Keselamatan dan karya penebusan yang Yesus lakukan untuk kita dapat mengenal pribadi-Nya tak cukup jika hanya berhenti sampai di diri kita. Dengan menolak dan menunda untuk terus mengerjakan keselamatan-Nya, hanya berfokus ke diri sendiri, kita menjadi hamba ketiga yang mengubur satu-satunya talentanya di tanah itu, atau seorang Jimie yang selalu beralasan untuk mengasihani diri.

Padahal…

Bukankah semua yang kita miliki saat ini adalah kepercayaan dari Tuhan untuk kita usahakan?
Bukankah segala kemampuan, bahkan kesempatan, untuk menjalani setiap hobi kita adalah karunia-Nya yang diberikan untuk kita?
Bukankah Natal tak hanya bicara tentang kelahiran-Nya, tetapi kasih-Nya yang tanpa syarat untuk datang ke dunia dan menebus kita?
Bukankah Dia datang bukan hanya untuk kita ketahui nama-Nya, tetapi untuk memimpin dan menuntun hidup kita di dalam rencana-Nya yang sempurna?

 

Yesus memercayakan hidup-Nya untuk kita, dan bagian kita adalah tak hanya menerima-Nya tetapi justru mengusahakan untuk mengerjakan keselamatan-Nya.

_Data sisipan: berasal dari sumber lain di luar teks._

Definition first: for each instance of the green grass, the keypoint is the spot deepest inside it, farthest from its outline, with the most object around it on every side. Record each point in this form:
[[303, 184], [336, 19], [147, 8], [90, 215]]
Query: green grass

Kerajaan-Nya datang bukan hanya sebatas untuk aku, Joon, Jimie, atau kita, tetapi juga melalui kenyataan hidup kita yang menjadi kesaksian nyata agar orang-orang lain juga mengenal-Nya.

 

Hari ini, di penghujung tahun yang berbeda ini, belum terlambat untuk segera menggali kembali talenta yang terkubur di tanah dan mengusahakannya sampai Sang Raja itu datang menanyakannya dan mendapati kita telah setia.